On the left the new corridor runs down maybe twenty paces before branching off into another junction, but I can see a little light from down that way, suggesting it’s running along one of the exterior walls. Hmmm … turning back, I look the other way, but after a dozen paces this corridor just turns at a strange curve into what looks like a staircase. Leading up, it seems, I can’t quite tell. There’s a door just across from it, but there must be a window in it because I can see light coming through that too. Not a lot, likely little more than candlelight, but … it’s interesting.
I’ll admit, I’m a little tempted by the mystery, but instead as I step out I start backing towards the other stretch of corridor. “This way.

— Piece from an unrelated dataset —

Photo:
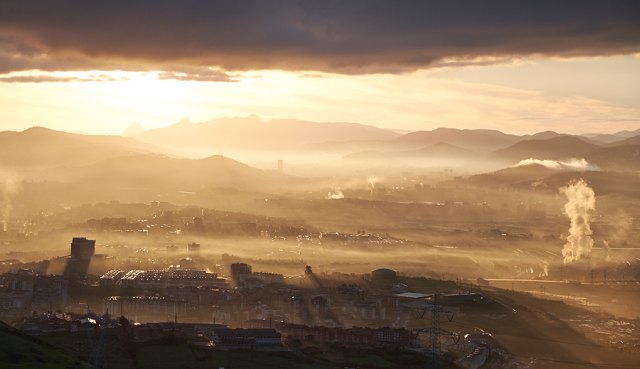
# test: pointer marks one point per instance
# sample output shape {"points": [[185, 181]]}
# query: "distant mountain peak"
{"points": [[133, 129], [184, 120]]}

Might be a way out here.”
The way Kesla’s jaw tightens suggests she’s frowning, but she still straightens up a little before rolling her shoulder one more time to readjust the lie of the body and following, reaching up with her shield-strapped hand to take hold of the stiffening legs for support. I wait until I know she’s moving steadily before turning back, heading for the light.

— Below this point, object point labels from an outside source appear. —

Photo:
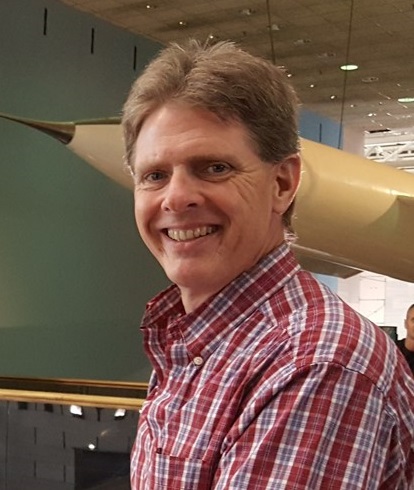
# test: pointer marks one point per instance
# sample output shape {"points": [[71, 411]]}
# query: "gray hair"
{"points": [[227, 81]]}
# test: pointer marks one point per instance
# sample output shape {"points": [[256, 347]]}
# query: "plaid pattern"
{"points": [[273, 384]]}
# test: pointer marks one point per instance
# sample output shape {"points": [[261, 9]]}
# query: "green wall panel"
{"points": [[74, 275]]}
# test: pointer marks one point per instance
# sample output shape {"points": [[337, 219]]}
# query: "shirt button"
{"points": [[198, 361]]}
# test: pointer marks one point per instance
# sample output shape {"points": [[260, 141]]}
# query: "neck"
{"points": [[409, 344]]}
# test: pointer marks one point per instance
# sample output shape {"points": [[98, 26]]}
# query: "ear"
{"points": [[286, 182]]}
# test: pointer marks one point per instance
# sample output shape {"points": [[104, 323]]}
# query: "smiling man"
{"points": [[263, 378], [406, 345]]}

That thought puts another in my head now, and I find myself looking down at the sword in my hand. I saw how matter-of-fact Kesla took it when she saw her sword start to blaze with this strange holy fire, so clearly this is nothing new to her. So she knows how it works … “How long’s this going to last for?”
“What?”
“Krakka’s god magic. With our blades.”
“I’m not sure. It’s always been around an hour before, but … well, he never made so many do it all at once before. Could be less.”

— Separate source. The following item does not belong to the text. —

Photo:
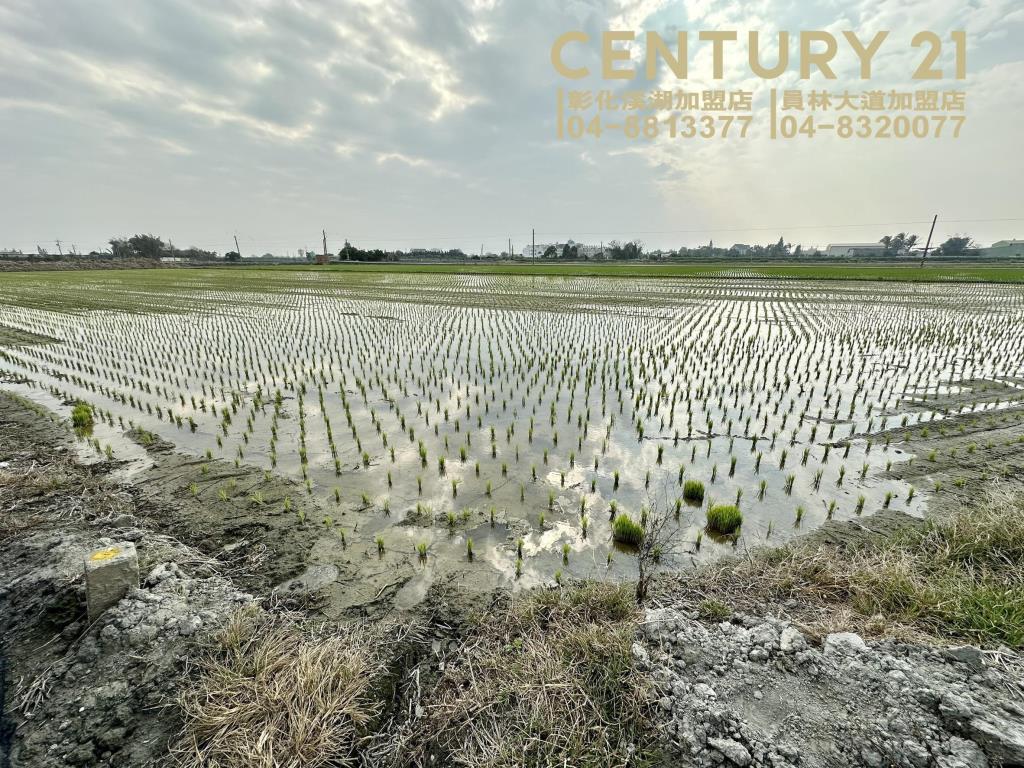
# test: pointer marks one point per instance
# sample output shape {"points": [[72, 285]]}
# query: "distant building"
{"points": [[1004, 249], [855, 249], [583, 251]]}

That brings me up short, and she has to scuttle a little in order to keep from stumbling as she realises I’ve stopped again. “You mean this could just … go away?” I click my fingers. “Like that? No warning? Any minute?”
“Maybe, I don’t …” Again it looks like she’s frowning at me under her helmet. “I don’t know how this works, Shay. I ain’t a bloody cleric. And I don’t know how long we been at this right now … but yeah. Maybe. So maybe just stopping for a chat ain’t the smartest play right now. What d’you reckon?”
Narrowing my eyes, I give her a look, instead of giving her the cutting remark I’m tempted to deliver. Then I turn away and start walking again, not bothering with whether she keeps up this time.
The junction ahead opens out and I slow again before I reach it, moving close to the wall on the right before chancing a look round the corner. I was right, there are windows along the wall here, running in both directions, big ones. Clear too, almost bafflingly so. Now I’m looking out into the grounds beyond I can see the far wing some way down, growing bright now as it’s starting to burn in earnest. And it really is spreading. Worse, looks like we are making our roundabout way in that direction too …
“Shit …” I mutter under my breath. “Definitely not that way, then.”
“Prob’ly not.” Kesla sighs, close at my side now, looking past me as I turn to her. Taking in the view. Glancing past her, I see the corridor continue into the gloom some way down in the other direction, and while it might turn into a wider space beyond I just can’t be sure, not looking at it now.
“What do you think?”
She looks at me for a beat, and her eyes seems wider now, more earnest, I think. “Seems pretty obvious, don’t it?”
“After you this time, then?” I venture, trying a cocky half-smile that feels like it fails miserably. When she just looks back at me, a little more blank under the face-guard this time, I let loose a sigh and just step around her, mindful not to push past while she’s carrying this load. She’s right, after all. If anything jumps out at us, better if I’m in the lead right now.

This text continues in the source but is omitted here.